A study recently published in Nature warns that ‘There is a 93% chance that global warming will exceed 4oC by the end of this century.’
Photo from Humans of Late Capitalism
The rules have changed. It is no longer about awaiting (or instigating) disaster to make a profit. Instead, it is now about accepting disaster as an everyday occurrence and capitalising on the need for revolution.
Hyperabundance has led to system saturation. We are at a critical juncture in human history, where the conventional capitalistic approaches to the economy, the environment, and society have to radically reconfigure themselves to stay above the surface.
While the public is frozen by fear and/or confusion, the capitalist system adjusts and brings new tricks out of its hat, novel solutions, new revolutions:
The Problem: The way we eat is fundamentally unsustainable. WWF reports that 60% of current biodiversity loss is down to meat-based diets. Amazon deforestation, ocean dead-zones – and this is only focusing on the environmental arguments.

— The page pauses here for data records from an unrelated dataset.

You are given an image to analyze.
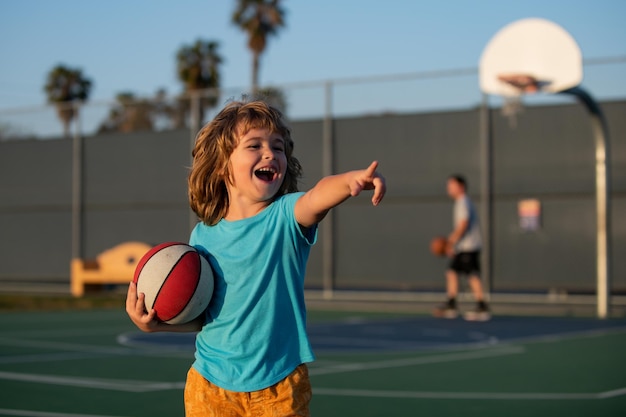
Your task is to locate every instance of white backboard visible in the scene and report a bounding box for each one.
[479,18,583,96]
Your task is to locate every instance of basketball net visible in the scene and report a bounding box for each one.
[498,74,539,129]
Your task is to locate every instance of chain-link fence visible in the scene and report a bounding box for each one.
[0,56,626,140]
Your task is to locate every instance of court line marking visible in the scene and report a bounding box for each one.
[0,372,185,392]
[313,387,626,400]
[309,346,526,375]
[0,408,122,417]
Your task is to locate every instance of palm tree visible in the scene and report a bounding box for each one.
[98,91,154,133]
[44,65,92,137]
[176,39,222,125]
[232,0,285,94]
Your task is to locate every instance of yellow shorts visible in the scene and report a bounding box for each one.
[185,364,312,417]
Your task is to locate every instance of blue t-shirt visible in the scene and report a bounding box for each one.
[184,193,317,392]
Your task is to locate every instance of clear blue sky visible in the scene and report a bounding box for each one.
[0,0,626,118]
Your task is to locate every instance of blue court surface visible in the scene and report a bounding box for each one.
[0,310,626,417]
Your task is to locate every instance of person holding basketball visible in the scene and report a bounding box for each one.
[433,175,491,321]
[126,101,386,417]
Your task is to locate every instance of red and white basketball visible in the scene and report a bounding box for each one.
[133,242,213,324]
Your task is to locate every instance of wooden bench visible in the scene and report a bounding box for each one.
[70,242,152,297]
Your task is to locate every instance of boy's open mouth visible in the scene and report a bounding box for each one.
[254,167,276,182]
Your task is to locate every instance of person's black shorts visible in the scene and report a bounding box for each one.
[450,251,480,276]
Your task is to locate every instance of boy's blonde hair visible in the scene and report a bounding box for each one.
[188,101,302,225]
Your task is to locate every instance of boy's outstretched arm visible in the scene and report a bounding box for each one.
[294,161,386,227]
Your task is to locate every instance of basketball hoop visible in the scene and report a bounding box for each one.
[479,18,611,318]
[498,74,546,129]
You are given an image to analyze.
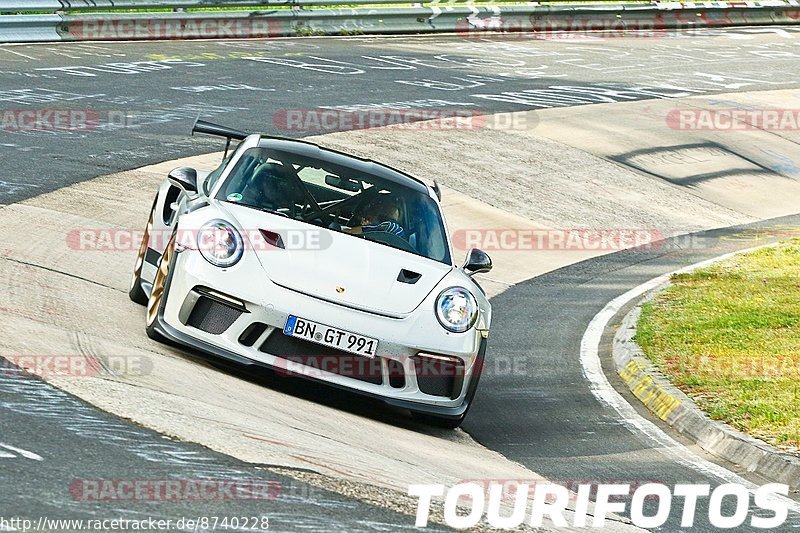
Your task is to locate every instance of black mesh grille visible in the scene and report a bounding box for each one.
[259,331,383,385]
[186,296,242,335]
[239,322,267,346]
[414,355,464,399]
[386,359,406,389]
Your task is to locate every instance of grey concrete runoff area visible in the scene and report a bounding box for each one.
[0,27,800,531]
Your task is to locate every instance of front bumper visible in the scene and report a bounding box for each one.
[155,250,488,418]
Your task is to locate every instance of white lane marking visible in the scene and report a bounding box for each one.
[0,442,44,461]
[580,245,800,513]
[0,48,39,61]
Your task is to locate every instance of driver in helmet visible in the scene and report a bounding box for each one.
[345,198,405,237]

The Solution: Plant-based meat (Impossible Foods and Beyond Meat) and lab-grown meat, which both use up significantly less water, food, land and greenhouse gas emissions to produce.
The Problem: The way we consume is basically at the heart of everything wrong. We are using too many resources and producing too much waste.
The Solution: Consume less. The clothing brand Patagonia has built its brand around messages of sustainability. Yet a more careful look reveals that “green marketing” (a term often interchangeable with greenwashing) has become a conscious decision that corporations employ to increase revenue while reducing consumer guilt. Simply put, by encouraging consumers to ‘buy less’, they will feel that they can safely buy more and consume more because it’s ‘green’ and, therefore, guilt-free.
“Che Revolution (Military Green)” from The Che Store
The way we imagine the world has been fundamentally altered. From depictions of a carefree, romantic human entity positioned within a bountiful, untouched wilderness, to predictions of human society devolving into a dystopic, barren wasteland (referring to the entirety of science fiction movies ever made here). I have contented with the issue of ‘nature’ imaginaries before, but the idea of accepting that this planet is beyond saving opens the floodgates to Apocalyptic, instinctive responses of vanity.
Responses such as:
Colonising other planets!
Or, if you’re not rich enough to do that, have you entertained the idea of Apocalypse tourism? (Those icebergs and that Great Barrier Reef won’t be there forever, you know.)
And the list goes on. There is not a single problem out there that corporatism hasn’t managed to internalise in its supply chain (even police brutality ¯\_(ツ)_/¯).
The capitalist economy engages with the major concerns pertaining to the current socioecological disaster, by absorbing reactions, mimicking revolutionary gestures, trivialising the voices of resistance, suggesting soft and easy revolutions that normalise disaster and respond to our innate instinct for survival.